Cazadores

Lunes 27 de abril de 2015

Débil de alma pero no del todo desprevenido, con la cautela de un borracho, me ato fuertemente con doble nudo marinero mi sombra a los talones, como se atan los jinetes sus espuelas, porque a veces en estos estados de flaquezas metafísicas suele desatarse la ingenua proyección rastrera, para peligro de ambos.
La columna requiere destacar un paralelismo. El cazador de monte va acompañado de su perro, cuyo olfato y animadversión prestan implacable servicio a la hora de detectar la presa, arrinconarla y dejarla finalmente servida para el escopetazo fatal. El cazador y el tal compañero comparten después, al lado de las brasas, uno las carnes asadas y el otro los huesos de la víctima. Parejamente, otro tipo de cazador nos ocupa, aunque no es su coto el monte sino la ciudad, y no lo acompaña un sabueso sino un gato negro; y no hay escopetazo de cartuchos sino silencioso toque mortal de estilete. Es el cazador de sombras.
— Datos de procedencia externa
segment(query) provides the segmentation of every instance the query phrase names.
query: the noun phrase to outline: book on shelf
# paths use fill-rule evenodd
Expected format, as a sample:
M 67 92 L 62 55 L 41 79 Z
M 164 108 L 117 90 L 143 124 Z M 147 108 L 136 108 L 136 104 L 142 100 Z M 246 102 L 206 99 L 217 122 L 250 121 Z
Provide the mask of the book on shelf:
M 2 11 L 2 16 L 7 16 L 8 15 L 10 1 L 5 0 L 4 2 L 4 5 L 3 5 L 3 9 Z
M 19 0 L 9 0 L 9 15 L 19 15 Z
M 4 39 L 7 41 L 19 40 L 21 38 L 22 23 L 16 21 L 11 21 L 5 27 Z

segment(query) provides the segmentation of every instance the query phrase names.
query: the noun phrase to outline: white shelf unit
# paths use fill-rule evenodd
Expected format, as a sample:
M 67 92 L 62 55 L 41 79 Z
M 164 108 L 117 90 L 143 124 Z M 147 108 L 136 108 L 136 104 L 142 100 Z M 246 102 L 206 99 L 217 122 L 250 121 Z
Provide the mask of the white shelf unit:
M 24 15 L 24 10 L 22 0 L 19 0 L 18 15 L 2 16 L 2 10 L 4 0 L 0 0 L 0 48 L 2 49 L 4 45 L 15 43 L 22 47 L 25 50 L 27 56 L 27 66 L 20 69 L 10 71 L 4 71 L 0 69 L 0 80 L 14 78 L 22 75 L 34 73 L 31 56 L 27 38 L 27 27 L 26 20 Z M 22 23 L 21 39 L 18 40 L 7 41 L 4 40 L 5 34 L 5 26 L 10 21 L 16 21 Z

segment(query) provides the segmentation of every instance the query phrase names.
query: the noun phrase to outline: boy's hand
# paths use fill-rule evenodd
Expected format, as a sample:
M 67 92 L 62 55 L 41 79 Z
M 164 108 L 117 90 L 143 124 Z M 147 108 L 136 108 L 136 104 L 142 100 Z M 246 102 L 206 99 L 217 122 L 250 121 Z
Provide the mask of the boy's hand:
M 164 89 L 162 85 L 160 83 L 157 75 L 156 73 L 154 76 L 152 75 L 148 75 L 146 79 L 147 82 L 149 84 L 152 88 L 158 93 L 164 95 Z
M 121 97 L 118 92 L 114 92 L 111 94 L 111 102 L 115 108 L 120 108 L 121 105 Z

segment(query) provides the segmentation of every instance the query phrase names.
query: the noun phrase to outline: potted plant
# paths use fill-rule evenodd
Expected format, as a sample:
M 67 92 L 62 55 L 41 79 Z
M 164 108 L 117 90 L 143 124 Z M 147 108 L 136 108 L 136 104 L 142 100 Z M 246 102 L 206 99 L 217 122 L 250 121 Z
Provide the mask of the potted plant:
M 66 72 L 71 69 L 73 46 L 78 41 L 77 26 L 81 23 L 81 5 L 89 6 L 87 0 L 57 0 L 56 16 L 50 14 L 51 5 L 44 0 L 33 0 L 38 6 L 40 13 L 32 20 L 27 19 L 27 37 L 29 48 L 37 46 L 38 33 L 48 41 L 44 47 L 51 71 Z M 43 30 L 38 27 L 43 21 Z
Su compañero es a la vez sombra y felino; se corporiza según su voluntad alzándose desde las baldosas en cuanto ve una  víctima, o se vuelve plano espectro negro y se oculta bajo las suelas del cazador. Este paisano no le sirve, tiene trabajo nuevo, va entusiasmado; aquella guaina no le sirve, está enamorada; ese muchacho tampoco, va a la terminal a recibir a su madre que llega de lejos. Pero, de repente, la sombra se vuelve gato y le clava la mirada a un hombre vencido, desfigurado por el insomnio de la desdicha; es un andrajo exiliado de la noche, es un extranjero del día y con la guardia baja. Entonces maúlla, persigue a su presa, el cazador sigue al gato y en un santiamén da la estocada: le clava el estilete a la pobre sombra de aquel espíritu débil.
Al rato, el cazador asa la presa, se reserva los mejores cortes, espinazo y lomo, que toda sombra los tienen, y ofrece las achuras y el despunte a su gato.

La víctima, condenada y ya sin lastre, en poco tiempo no necesitará su sombra.